Something else I hope you'll consider is trying to find a good therapist and then giving it time. Yes there are shitty therapists out there. I've had a few. All you need is one good one. The odds are in your favor but you have to look around, make calls, etc. 

 

 

You need someone in your corner who is legally bound to never tell any of your secrets. Plus a good therapist will take your off office hour calls when things are not going well. It's always hardest in the beginning. 

 

So from the time Stefan spoke those three words to me until now is just over three years. I've gone from being a bachelor on a wicked dry spell, no career, almost no friends, shitty apartment, unmanageable debt, no hope, to now; beautiful girlfriend who moved in with me. We got a nice apartment in a good area of town. I grew the balls necessary to demand of my boss's boss's boss that they create a new position for me at work that comes with a substantial raise because of the value I bring and will bring to the company. Did it, got it. Bought a new car. No more break downs. Have a decent kitchen to cook food other than noodles or PB&J. Oh, and I have ZERO assholes in my life. You'll never know how good life can be until you leave all the assholes behind. 

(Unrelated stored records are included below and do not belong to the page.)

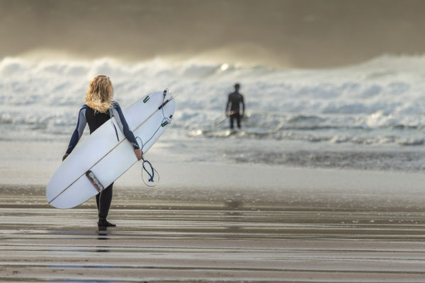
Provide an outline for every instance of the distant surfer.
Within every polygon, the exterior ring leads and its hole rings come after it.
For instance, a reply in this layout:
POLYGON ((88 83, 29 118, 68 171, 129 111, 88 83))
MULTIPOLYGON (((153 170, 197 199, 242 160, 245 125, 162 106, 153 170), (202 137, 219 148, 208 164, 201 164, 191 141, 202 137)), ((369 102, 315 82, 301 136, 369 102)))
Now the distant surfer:
MULTIPOLYGON (((89 124, 90 134, 91 134, 113 116, 115 118, 127 139, 132 145, 137 160, 142 159, 143 151, 140 149, 134 134, 128 128, 128 125, 125 121, 120 105, 117 102, 112 100, 113 96, 113 86, 108 76, 96 76, 91 80, 86 94, 86 104, 79 110, 76 128, 71 137, 69 146, 67 153, 62 158, 62 161, 69 155, 78 143, 86 124, 89 124)), ((106 220, 112 201, 113 185, 113 183, 96 196, 96 203, 99 216, 98 225, 99 226, 115 227, 116 226, 106 220)))
POLYGON ((230 129, 233 129, 233 123, 236 119, 238 129, 241 128, 241 118, 244 117, 245 112, 245 103, 244 103, 244 96, 239 90, 241 86, 239 83, 234 85, 234 91, 229 94, 229 99, 226 104, 226 116, 230 117, 230 129), (241 105, 242 111, 241 112, 241 105))

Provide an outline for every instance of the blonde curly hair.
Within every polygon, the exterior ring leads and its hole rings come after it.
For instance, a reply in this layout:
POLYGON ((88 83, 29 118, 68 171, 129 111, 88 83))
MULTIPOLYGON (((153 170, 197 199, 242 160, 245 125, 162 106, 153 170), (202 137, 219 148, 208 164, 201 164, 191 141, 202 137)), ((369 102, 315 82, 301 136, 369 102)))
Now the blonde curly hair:
POLYGON ((106 112, 113 104, 113 86, 108 76, 96 76, 90 82, 86 93, 86 104, 96 112, 106 112))

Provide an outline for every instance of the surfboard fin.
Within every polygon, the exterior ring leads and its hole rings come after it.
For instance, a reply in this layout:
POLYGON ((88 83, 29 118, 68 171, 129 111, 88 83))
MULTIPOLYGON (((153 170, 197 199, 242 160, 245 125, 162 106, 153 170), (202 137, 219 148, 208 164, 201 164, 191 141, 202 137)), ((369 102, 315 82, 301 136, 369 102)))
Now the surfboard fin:
POLYGON ((86 176, 87 176, 87 178, 90 181, 90 183, 91 183, 91 185, 93 185, 93 186, 95 187, 95 189, 97 190, 98 192, 101 192, 101 191, 105 188, 105 187, 103 187, 103 185, 101 183, 98 179, 90 170, 86 172, 86 176))

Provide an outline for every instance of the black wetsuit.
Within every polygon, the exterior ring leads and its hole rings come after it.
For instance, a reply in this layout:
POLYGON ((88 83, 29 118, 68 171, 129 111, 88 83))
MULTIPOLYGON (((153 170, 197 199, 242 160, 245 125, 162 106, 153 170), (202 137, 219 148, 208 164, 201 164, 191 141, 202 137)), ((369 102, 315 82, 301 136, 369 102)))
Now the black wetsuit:
POLYGON ((229 94, 229 99, 226 105, 226 113, 232 112, 232 114, 230 114, 230 129, 233 129, 234 119, 236 119, 237 122, 237 127, 241 128, 241 103, 242 105, 242 113, 244 113, 245 103, 244 103, 244 96, 238 91, 234 91, 229 94))
MULTIPOLYGON (((130 130, 128 125, 125 121, 125 118, 124 117, 124 115, 123 114, 123 111, 121 110, 118 103, 114 102, 113 108, 112 108, 110 111, 112 112, 112 115, 115 117, 117 124, 124 133, 124 135, 127 139, 128 139, 128 141, 132 144, 133 148, 135 149, 139 149, 139 145, 136 142, 135 135, 130 130)), ((86 124, 89 124, 90 134, 91 134, 91 133, 96 131, 110 118, 110 114, 109 112, 106 113, 101 113, 98 112, 95 112, 93 109, 84 104, 79 112, 76 128, 72 134, 67 153, 70 154, 71 151, 72 151, 83 134, 83 132, 86 124)), ((96 196, 96 203, 97 204, 98 212, 100 219, 106 219, 106 216, 108 216, 109 208, 110 207, 110 202, 112 202, 113 185, 113 183, 101 192, 97 194, 96 196)))

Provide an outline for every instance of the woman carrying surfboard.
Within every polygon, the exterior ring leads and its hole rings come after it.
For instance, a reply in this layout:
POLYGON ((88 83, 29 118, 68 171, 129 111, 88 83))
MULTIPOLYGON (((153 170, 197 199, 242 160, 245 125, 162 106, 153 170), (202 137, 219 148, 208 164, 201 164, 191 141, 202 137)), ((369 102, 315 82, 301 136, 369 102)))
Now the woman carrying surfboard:
MULTIPOLYGON (((68 149, 64 155, 62 161, 68 156, 78 143, 83 134, 86 125, 89 124, 90 134, 91 134, 113 116, 115 118, 127 139, 132 145, 137 160, 142 159, 143 151, 140 149, 134 134, 130 130, 121 108, 117 102, 112 100, 113 96, 113 86, 108 76, 99 75, 91 80, 86 94, 86 104, 79 110, 76 127, 71 137, 68 149)), ((106 220, 112 201, 113 185, 113 183, 96 196, 96 203, 99 216, 98 225, 99 226, 113 227, 116 226, 106 220)))

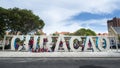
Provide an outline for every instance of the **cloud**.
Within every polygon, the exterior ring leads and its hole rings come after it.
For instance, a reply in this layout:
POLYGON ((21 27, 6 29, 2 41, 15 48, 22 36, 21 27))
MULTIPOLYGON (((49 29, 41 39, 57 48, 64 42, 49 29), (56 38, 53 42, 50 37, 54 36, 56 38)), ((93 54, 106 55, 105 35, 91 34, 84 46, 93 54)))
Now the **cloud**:
POLYGON ((4 8, 18 7, 32 10, 44 20, 43 31, 47 34, 55 31, 74 32, 83 27, 91 28, 96 32, 106 32, 106 21, 109 18, 86 21, 70 18, 84 12, 112 14, 115 10, 120 10, 119 4, 119 0, 0 0, 0 6, 4 8), (98 26, 97 29, 94 25, 98 26), (101 27, 105 29, 101 30, 101 27))

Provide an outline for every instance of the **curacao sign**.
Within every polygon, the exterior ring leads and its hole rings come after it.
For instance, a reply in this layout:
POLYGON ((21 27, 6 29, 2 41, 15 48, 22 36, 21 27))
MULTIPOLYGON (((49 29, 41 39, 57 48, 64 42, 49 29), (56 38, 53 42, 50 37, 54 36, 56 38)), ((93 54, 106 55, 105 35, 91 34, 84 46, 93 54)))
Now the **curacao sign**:
POLYGON ((16 50, 16 39, 24 40, 17 50, 37 52, 86 52, 108 51, 110 39, 99 36, 39 36, 39 35, 14 35, 11 39, 11 50, 16 50), (33 38, 32 49, 29 41, 33 38), (45 41, 45 39, 47 41, 45 41), (46 50, 46 51, 44 51, 46 50))

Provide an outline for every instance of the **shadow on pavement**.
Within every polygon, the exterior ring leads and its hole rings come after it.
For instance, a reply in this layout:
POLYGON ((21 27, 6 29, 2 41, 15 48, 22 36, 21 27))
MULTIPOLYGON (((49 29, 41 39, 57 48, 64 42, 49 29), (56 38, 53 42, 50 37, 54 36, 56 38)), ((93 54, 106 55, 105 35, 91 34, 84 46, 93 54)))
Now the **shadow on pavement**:
POLYGON ((84 66, 80 66, 79 68, 106 68, 106 67, 95 66, 95 65, 84 65, 84 66))

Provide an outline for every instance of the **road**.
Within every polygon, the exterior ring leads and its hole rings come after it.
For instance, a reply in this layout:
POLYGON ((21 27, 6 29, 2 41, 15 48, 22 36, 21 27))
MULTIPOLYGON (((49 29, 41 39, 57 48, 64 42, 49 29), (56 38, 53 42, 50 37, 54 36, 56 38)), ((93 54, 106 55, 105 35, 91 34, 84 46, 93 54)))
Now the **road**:
POLYGON ((120 68, 120 58, 0 58, 0 68, 120 68))

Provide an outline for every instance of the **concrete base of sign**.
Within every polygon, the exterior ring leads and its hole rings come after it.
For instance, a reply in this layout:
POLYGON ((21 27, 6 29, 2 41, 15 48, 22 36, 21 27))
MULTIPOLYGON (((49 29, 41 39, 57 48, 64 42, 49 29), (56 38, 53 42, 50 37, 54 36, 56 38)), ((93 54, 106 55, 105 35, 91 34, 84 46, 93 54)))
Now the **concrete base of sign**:
POLYGON ((84 58, 115 58, 120 57, 119 52, 43 52, 43 53, 35 53, 35 52, 8 52, 1 51, 0 57, 23 57, 23 58, 35 58, 35 57, 84 57, 84 58))

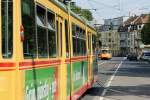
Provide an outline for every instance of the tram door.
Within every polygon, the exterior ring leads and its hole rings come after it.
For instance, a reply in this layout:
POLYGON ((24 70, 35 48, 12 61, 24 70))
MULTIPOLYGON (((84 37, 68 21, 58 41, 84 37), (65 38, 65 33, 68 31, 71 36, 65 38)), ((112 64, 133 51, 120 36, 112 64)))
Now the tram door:
POLYGON ((92 51, 91 51, 91 35, 90 33, 88 33, 88 79, 91 80, 92 78, 92 64, 91 64, 91 54, 92 54, 92 51))
POLYGON ((58 52, 58 56, 62 57, 63 54, 63 42, 62 42, 62 33, 63 33, 63 19, 60 16, 56 16, 56 33, 57 33, 57 39, 56 39, 56 43, 57 43, 57 52, 58 52))

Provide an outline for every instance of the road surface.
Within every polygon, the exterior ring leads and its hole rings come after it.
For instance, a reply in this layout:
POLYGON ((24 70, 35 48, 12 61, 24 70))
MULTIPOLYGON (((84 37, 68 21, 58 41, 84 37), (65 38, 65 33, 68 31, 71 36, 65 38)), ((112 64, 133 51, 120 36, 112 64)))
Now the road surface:
POLYGON ((114 57, 98 69, 98 82, 80 100, 150 100, 149 63, 114 57))

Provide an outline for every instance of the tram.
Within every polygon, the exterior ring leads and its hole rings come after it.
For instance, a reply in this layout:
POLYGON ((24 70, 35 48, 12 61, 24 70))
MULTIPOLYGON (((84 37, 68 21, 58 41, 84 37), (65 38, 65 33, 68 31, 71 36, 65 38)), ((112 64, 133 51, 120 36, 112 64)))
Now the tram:
POLYGON ((112 58, 112 54, 111 54, 111 52, 110 52, 110 49, 108 48, 108 47, 104 47, 104 48, 102 48, 101 49, 101 53, 99 54, 99 58, 101 59, 101 60, 109 60, 109 59, 111 59, 112 58))
POLYGON ((92 87, 93 27, 57 0, 0 2, 0 100, 76 100, 92 87))

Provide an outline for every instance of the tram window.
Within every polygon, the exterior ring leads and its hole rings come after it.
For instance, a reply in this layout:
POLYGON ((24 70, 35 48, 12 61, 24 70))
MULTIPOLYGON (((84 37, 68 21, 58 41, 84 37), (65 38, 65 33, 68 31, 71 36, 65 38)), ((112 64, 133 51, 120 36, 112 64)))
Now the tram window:
POLYGON ((2 55, 11 58, 13 53, 13 1, 1 1, 2 12, 2 55))
MULTIPOLYGON (((73 27, 73 26, 72 26, 73 27)), ((73 55, 83 56, 86 55, 86 35, 85 30, 76 26, 75 36, 73 35, 73 55)))
POLYGON ((91 36, 90 33, 88 33, 88 49, 89 49, 89 54, 91 54, 91 36))
POLYGON ((57 53, 59 53, 59 31, 58 31, 59 25, 58 25, 58 20, 56 21, 56 38, 57 38, 57 42, 56 42, 56 47, 57 47, 57 53))
POLYGON ((96 36, 92 35, 92 49, 93 49, 93 54, 95 54, 95 49, 96 49, 96 36))
POLYGON ((34 0, 22 0, 22 25, 24 27, 23 53, 25 58, 36 57, 34 0))
POLYGON ((48 57, 47 47, 47 28, 46 28, 46 10, 40 6, 36 7, 37 15, 37 40, 38 40, 38 56, 41 58, 48 57))
POLYGON ((56 31, 55 31, 55 15, 51 12, 47 13, 48 18, 48 46, 49 56, 56 57, 56 31))
POLYGON ((65 20, 65 36, 66 36, 66 57, 69 57, 69 36, 68 36, 68 22, 65 20))

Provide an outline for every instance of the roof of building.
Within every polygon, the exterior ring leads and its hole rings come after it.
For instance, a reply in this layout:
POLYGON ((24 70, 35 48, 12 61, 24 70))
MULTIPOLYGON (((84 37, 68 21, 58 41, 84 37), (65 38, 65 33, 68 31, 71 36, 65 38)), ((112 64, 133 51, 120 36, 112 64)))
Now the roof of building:
POLYGON ((138 17, 138 19, 134 22, 134 24, 144 24, 147 23, 149 19, 148 14, 142 14, 141 16, 138 17))

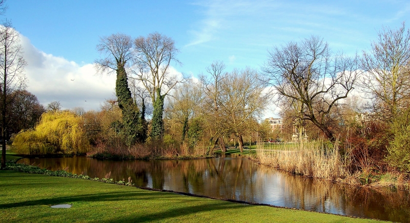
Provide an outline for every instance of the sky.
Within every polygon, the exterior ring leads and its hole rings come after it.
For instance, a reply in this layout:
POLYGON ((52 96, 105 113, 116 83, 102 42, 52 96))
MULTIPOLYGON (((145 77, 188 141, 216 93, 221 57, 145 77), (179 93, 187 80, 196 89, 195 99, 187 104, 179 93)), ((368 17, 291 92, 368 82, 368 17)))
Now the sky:
MULTIPOLYGON (((410 24, 410 2, 373 1, 7 0, 0 19, 20 34, 27 90, 45 105, 98 110, 115 97, 115 75, 96 73, 100 37, 158 32, 173 39, 180 64, 172 71, 198 77, 215 60, 226 71, 260 70, 268 51, 312 35, 334 52, 361 54, 382 27, 410 24)), ((265 117, 277 117, 275 106, 265 117)))

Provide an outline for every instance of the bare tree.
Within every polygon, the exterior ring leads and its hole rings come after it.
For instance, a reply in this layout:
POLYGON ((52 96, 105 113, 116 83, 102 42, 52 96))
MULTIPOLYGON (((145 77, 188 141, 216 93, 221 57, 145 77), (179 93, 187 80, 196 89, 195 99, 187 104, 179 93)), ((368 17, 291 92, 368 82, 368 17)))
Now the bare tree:
POLYGON ((47 105, 47 110, 56 112, 61 110, 61 103, 59 101, 53 101, 47 105))
POLYGON ((202 97, 199 86, 189 81, 176 89, 173 100, 169 103, 168 110, 171 119, 182 125, 181 144, 187 136, 189 122, 199 110, 202 97))
POLYGON ((207 96, 203 112, 207 114, 207 125, 211 132, 209 153, 227 133, 235 135, 243 151, 242 135, 248 128, 245 124, 260 114, 270 98, 269 94, 264 92, 265 83, 260 80, 256 71, 247 68, 223 73, 224 68, 222 62, 215 62, 208 69, 210 79, 201 78, 207 96))
POLYGON ((12 133, 18 133, 22 129, 34 128, 46 109, 35 95, 27 91, 15 92, 10 114, 12 133))
POLYGON ((150 94, 145 87, 138 84, 138 80, 134 78, 128 79, 130 90, 134 99, 134 102, 139 106, 141 111, 141 123, 142 125, 142 141, 145 142, 148 138, 148 122, 146 119, 147 115, 152 114, 152 105, 149 102, 150 94))
POLYGON ((379 118, 391 121, 410 99, 410 30, 383 27, 361 58, 363 90, 379 118))
POLYGON ((356 59, 333 54, 326 42, 312 36, 274 48, 262 70, 279 100, 299 103, 301 120, 336 140, 331 112, 354 88, 359 75, 356 59))
MULTIPOLYGON (((202 114, 206 117, 205 124, 208 129, 210 139, 207 153, 211 154, 218 141, 223 144, 223 135, 228 132, 226 122, 223 119, 219 110, 221 106, 220 98, 222 89, 220 82, 225 78, 226 73, 223 73, 225 68, 222 61, 214 61, 207 68, 207 72, 210 77, 204 75, 200 77, 202 90, 204 94, 202 114)), ((225 147, 221 145, 221 149, 225 152, 225 147)))
POLYGON ((155 32, 140 36, 134 42, 134 78, 139 80, 148 91, 154 107, 151 136, 162 138, 162 115, 165 97, 182 80, 170 74, 171 61, 179 63, 175 57, 178 49, 174 40, 155 32))
POLYGON ((132 48, 132 41, 128 35, 117 33, 101 37, 97 50, 104 56, 95 61, 100 72, 115 71, 116 73, 115 95, 122 115, 121 132, 128 146, 145 141, 139 112, 132 100, 126 71, 127 63, 133 57, 132 48))
POLYGON ((0 100, 1 102, 1 129, 3 147, 2 169, 6 167, 6 139, 7 130, 12 121, 7 112, 10 108, 16 94, 26 87, 24 67, 27 64, 23 57, 18 33, 11 23, 6 20, 0 27, 0 100))

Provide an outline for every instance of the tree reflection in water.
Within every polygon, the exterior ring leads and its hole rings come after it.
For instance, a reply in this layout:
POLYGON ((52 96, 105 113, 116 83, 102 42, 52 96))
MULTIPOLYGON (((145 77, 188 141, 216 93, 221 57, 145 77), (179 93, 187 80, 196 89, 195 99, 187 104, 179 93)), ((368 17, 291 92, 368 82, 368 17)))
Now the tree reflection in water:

If you're really looking for change, as I think you are, do this one thing. Get a pocket sized notepad. Write on it specific things you need to do for that week. Then pull this list out of your pocket and look at it multiple times a day. Do those things on the list. 

 

Ex list:

listen to an entire FDR podcast (go for an oldie pre-1500)

attend AA meeting

call 5 therapists' offices

stay sober

exercise!

eat an apple

drink water

Make a journal entry

 

keep the list on you. Let it consume your thoughts. And when your inner critic berates you with, "You fucking idiot! This is retarded!" Calmly yet resolutely reply, "I appreciate your opinion, but I don't think that it is and I want to give it a shot." The list is your practical steps to dramatically improving your life. And if you fuck up, it's ok. Try again. 

 

A desire for change always precedes actual change. You can do it. 

Edited by _LiveFree_
Always spelling
Posted (edited)

I think this caller in this show has a lot that can be paralleled with your experience. 

 

Edited by Pod
Posted

Sorry to hear about your childhood, JohnnyBoy. I agree with Eudaimonic that IFS is useful. Search for Gerlach on YouTube, he also has a website for selfhelp using IFS http://sfhelp.org/gwc/guide1.htm

I recently read Running on Empty by Jonice Webb which was useful. I have attended some ACA 12-step meetings, which I see you also have, but for me it's hit or miss. Usually a lot of very misinformed people in those groups, sadly.

If you have a job you actually are happy with, hold on to it!